The sophisticated serving tray

For a thoughtfully niche housewarming gift to win over the well-travelled host, try this artistically splattered, undeniably joyful serving tray for size. As with all of BORNN’s enamelware, it’s handcrafted in Istanbul using traditional techniques (in this case, fusing, glazing and kiln firing) and, best of all, belies its pleasingly lightweight price tag.


The enamel vase

The “t.d” in NOMA t.d. stands for “textile design”, but the creative brains behind the brand aren’t afraid to try other mediums. For its foray into the world of ceramics, for example, it has tapped the expertise and handiwork of a local Japanese kiln collective and birthed this exquisite earth-toned vase in the process.


The artisanal bowl

Tokyo-based design store SyuRo finds itself among a considered edit of homegrown, artisanal brands spotlighted by curator By Japan. How its glazed ceramic bowls are best deployed in your own home – mantelpiece ornament, minimal vide poche, impossibly chic vessel for your morning cornflakes – is a decision we’ll defer to you.


The sustainable belt bag

The hotly anticipated (if somewhat surprising) collaboration between streetwear-inspired New York label Public School and bastion of old-world European craftsmanship Montblanc could have gone in any direction. Thankfully, the route travelled was one of sustainable luxury, including this Econyl belt bag in both brands’ go-to hue.

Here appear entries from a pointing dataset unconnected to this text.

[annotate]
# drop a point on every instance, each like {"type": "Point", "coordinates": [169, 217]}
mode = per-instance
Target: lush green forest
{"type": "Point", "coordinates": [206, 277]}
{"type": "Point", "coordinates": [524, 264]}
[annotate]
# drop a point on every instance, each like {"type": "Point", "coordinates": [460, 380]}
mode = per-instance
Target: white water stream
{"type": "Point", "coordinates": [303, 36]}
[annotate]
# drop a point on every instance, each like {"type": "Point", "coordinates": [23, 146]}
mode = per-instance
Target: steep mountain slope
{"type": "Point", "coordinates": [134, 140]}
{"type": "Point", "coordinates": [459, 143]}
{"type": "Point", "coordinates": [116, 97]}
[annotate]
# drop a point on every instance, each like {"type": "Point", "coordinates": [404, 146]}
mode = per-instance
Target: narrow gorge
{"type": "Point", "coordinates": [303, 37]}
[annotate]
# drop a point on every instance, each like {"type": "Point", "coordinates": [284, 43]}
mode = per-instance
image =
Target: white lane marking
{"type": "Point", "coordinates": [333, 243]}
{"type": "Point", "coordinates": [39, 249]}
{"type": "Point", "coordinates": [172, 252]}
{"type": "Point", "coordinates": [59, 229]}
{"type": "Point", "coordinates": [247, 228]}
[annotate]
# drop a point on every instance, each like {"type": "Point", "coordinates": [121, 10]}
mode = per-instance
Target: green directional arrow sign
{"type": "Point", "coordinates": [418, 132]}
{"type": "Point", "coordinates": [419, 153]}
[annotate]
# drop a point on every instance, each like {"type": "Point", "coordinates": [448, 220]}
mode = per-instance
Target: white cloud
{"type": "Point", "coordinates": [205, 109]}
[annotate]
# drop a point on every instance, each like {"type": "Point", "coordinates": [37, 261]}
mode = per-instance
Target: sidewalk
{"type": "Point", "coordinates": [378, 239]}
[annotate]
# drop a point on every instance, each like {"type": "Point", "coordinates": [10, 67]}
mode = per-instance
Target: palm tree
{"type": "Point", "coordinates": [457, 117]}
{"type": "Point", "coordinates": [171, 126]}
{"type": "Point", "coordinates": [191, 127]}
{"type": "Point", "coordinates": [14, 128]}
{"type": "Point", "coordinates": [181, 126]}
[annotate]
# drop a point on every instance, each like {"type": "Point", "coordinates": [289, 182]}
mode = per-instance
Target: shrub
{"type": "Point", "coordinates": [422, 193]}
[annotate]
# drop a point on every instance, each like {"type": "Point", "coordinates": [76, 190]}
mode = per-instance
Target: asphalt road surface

The recycled print swim shorts

We all know that Sir Paul Smith likes to cycle. Only a childhood accident curtailed his ambitions of riding professionally, but cycling’s loss is very much style’s gain. Recycling, however? These swim shorts, complete with a bright botanical print, will look the part on any beach and, indeed, Instagram feed. And cut from 50 per cent reused materials, they’re contributing to cleaning up said beach, too.


The reversable, organic, recycled gilet

This vest by Faherty is a winner on two fronts. Made from organic denim and recycled fleece, it is perfect for the unexpected weather to come. And, unlike our impact of climate change on the Earth, ahem, it is easily reversible.


The repurposed patchwork jeans

Could there be any more repeated show than Friends? As far as 1990s reruns go, these jeans by FRAME are more our thing. The straight-leg cut comes straight out of three decades ago, while, as the patch on the knee suggests, the material in use here was salvaged from off-cuts. Much like our gag about Friends.


The recycled running T-shirt

This long-sleeved T-shirt by Nike Running is just the thing if you want to get fitter this year. The Dri-FIT material is designed to aid airflow, plus it’s made from 100 per cent recycled polyester and has reflective details for low-light conditions.


The small-batch, hand-dyed Fair Isle sweater

The purebred sheep that we have to thank for the soft merino wool this sweater by Chamula is made from led a good life. Not as gilded as that of the Prince of Wales, later King Edward VIII, who helped popularise the Fair Isle style a century ago. And not even in the Shetland Islands, where this knitting technique originates. These sheep reside on a mountainside in Mexico where their wares are hand-dyed and spun by local craftsmen. A good life, nonetheless. But sweeter than this sweater?